A wood-paneled pony wall — anchored to the ceiling by etched-glass panes lit by programmable, color-changing LEDs — separates the cold bar from the main dining room. “We started with the idea of cast glass,” Kristine says, “but our vendor insisted we’d be happier with the way etched glass handles the light.”

Beyond the wall, carpeting in muted blues, greens and tans sweeps through the dining room. Kristine made a bold move with a pattern of the scale typically seen in casinos and convention centers.

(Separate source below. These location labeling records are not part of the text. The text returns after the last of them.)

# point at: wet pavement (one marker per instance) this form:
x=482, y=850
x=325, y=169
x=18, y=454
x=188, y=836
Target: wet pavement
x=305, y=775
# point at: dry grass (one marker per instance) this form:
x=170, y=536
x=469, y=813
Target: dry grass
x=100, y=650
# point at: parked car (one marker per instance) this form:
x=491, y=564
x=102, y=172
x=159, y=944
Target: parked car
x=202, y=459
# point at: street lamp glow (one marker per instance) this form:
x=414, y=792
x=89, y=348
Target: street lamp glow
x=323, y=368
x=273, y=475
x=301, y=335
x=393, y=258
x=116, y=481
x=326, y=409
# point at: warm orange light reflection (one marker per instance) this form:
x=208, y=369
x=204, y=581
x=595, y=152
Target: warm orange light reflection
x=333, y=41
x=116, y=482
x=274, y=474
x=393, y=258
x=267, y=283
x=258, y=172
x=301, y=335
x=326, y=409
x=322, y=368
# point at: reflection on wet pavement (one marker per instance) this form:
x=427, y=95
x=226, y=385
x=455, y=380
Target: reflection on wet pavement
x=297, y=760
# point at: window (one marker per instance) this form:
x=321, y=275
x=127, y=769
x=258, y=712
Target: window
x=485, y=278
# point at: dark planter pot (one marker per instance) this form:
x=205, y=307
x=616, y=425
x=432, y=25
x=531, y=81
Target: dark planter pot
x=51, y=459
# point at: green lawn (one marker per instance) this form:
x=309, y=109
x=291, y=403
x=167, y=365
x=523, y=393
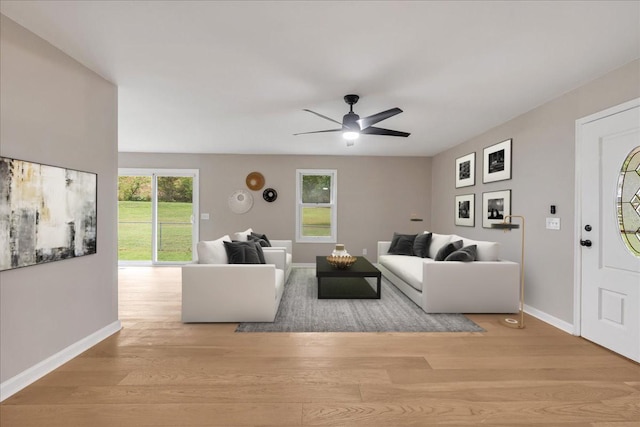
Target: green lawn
x=316, y=222
x=174, y=233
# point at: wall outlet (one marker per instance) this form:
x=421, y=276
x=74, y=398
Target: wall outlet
x=553, y=223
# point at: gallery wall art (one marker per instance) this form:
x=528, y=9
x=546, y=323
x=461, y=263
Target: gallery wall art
x=47, y=213
x=465, y=210
x=496, y=205
x=497, y=162
x=466, y=170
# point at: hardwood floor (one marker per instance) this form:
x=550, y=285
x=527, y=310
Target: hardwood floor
x=160, y=372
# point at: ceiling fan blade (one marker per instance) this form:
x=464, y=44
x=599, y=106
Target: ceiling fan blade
x=324, y=117
x=371, y=130
x=319, y=131
x=372, y=120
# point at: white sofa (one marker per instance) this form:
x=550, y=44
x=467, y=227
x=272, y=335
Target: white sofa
x=285, y=248
x=215, y=291
x=488, y=285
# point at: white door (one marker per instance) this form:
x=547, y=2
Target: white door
x=610, y=228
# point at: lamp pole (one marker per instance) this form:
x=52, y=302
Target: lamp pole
x=510, y=322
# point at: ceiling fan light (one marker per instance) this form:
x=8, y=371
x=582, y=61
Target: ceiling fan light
x=350, y=135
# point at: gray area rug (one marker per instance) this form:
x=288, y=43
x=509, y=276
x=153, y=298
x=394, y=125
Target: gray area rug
x=301, y=311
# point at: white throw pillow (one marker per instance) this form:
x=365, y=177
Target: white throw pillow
x=213, y=252
x=241, y=236
x=486, y=251
x=437, y=242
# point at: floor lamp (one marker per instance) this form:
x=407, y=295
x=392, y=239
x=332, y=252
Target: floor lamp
x=507, y=226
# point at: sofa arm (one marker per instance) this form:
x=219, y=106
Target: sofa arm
x=229, y=292
x=383, y=248
x=471, y=287
x=287, y=244
x=276, y=256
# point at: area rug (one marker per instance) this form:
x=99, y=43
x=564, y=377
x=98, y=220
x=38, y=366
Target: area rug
x=301, y=311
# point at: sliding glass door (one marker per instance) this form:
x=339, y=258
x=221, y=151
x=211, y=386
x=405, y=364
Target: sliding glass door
x=157, y=216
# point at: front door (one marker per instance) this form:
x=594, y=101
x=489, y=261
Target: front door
x=609, y=162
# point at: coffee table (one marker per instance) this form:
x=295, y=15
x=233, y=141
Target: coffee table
x=336, y=283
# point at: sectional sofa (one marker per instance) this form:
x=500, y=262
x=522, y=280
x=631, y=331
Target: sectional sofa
x=216, y=291
x=485, y=285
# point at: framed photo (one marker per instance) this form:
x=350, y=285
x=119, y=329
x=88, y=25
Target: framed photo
x=495, y=206
x=466, y=170
x=47, y=213
x=465, y=210
x=497, y=162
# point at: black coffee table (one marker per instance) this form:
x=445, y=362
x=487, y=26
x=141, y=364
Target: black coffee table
x=338, y=283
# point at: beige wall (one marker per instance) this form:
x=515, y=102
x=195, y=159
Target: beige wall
x=376, y=195
x=57, y=112
x=543, y=174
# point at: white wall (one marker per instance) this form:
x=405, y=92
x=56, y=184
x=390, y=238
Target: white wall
x=543, y=174
x=57, y=112
x=376, y=195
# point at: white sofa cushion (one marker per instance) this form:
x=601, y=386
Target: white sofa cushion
x=408, y=268
x=437, y=242
x=213, y=252
x=486, y=251
x=241, y=236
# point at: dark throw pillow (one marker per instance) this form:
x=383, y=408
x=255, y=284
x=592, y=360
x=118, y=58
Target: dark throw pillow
x=254, y=236
x=466, y=254
x=447, y=249
x=421, y=245
x=244, y=253
x=402, y=244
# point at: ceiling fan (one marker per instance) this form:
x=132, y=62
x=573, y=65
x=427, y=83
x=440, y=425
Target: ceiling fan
x=353, y=125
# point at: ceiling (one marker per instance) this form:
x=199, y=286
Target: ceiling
x=234, y=77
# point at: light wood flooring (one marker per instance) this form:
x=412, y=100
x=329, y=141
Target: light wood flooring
x=160, y=372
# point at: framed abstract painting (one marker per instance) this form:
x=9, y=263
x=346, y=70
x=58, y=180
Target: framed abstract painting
x=47, y=213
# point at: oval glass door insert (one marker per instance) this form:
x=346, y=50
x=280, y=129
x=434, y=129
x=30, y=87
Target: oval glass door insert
x=628, y=203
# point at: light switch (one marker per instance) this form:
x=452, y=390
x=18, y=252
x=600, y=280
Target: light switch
x=553, y=223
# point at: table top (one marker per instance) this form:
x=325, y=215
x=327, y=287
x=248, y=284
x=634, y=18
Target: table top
x=362, y=267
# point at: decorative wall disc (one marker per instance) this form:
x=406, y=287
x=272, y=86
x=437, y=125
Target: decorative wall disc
x=255, y=181
x=240, y=201
x=270, y=195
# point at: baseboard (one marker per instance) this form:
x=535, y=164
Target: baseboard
x=547, y=318
x=13, y=385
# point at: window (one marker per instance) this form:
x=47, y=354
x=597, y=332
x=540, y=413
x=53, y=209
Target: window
x=316, y=214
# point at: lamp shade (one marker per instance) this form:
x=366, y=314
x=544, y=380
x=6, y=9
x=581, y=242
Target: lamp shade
x=505, y=226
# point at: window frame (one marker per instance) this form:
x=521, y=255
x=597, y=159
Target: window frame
x=333, y=204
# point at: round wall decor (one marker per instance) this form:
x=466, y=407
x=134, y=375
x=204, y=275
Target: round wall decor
x=240, y=201
x=270, y=195
x=255, y=181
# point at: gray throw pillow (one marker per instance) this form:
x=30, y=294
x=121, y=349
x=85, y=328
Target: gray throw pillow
x=421, y=245
x=254, y=236
x=466, y=254
x=244, y=253
x=262, y=242
x=447, y=249
x=402, y=244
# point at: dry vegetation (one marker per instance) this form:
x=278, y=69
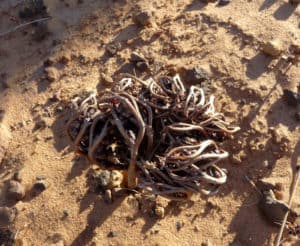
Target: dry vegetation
x=245, y=53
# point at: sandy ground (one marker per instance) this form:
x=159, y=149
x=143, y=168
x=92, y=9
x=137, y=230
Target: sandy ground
x=247, y=84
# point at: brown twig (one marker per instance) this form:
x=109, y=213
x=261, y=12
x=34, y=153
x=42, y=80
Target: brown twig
x=22, y=25
x=293, y=190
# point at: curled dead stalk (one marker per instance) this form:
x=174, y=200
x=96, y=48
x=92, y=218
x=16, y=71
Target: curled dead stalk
x=162, y=132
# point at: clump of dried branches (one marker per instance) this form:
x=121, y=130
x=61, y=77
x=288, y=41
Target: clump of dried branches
x=162, y=132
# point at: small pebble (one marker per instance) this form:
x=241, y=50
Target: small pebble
x=15, y=190
x=51, y=74
x=159, y=211
x=49, y=62
x=113, y=48
x=224, y=2
x=40, y=177
x=108, y=196
x=207, y=243
x=142, y=66
x=7, y=216
x=17, y=176
x=139, y=61
x=179, y=225
x=195, y=75
x=65, y=58
x=142, y=18
x=291, y=98
x=112, y=234
x=106, y=79
x=272, y=48
x=273, y=209
x=65, y=213
x=279, y=186
x=40, y=186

“It has such a huge ‘repeat’ that I wasn’t sure it would work in a smaller area,” she says. But the sea-themed hues work in context with the whole.

To further link Oceana to its Catamaran DNA, Kristine reused tabletops from the Atoll and commissioned the original crafts-man to make new tables from koa wood.

“From lobby to restaurant, I wanted to keep the experience smooth and in step,” she says. “I sourced chairs from Bali. And James Stone, a glass artist in North County, made our sconces and the colorful, flower-like ceiling fixtures in the semi-private dining room. The large wooden dining table in that room was crafted locally by the David Alan Collection in Solana Beach.”

With the restaurant’s redesign, more patrons can eat alfresco under shade from a new trellis or inside (but with an outdoor feel, thanks to folding glass doors that remove the barriers between spaces).

“I’m pleased with the way Oceana joins the resort to the bay,” Kristine says. “From the food to the view, you get a great sense of continuity in the space.”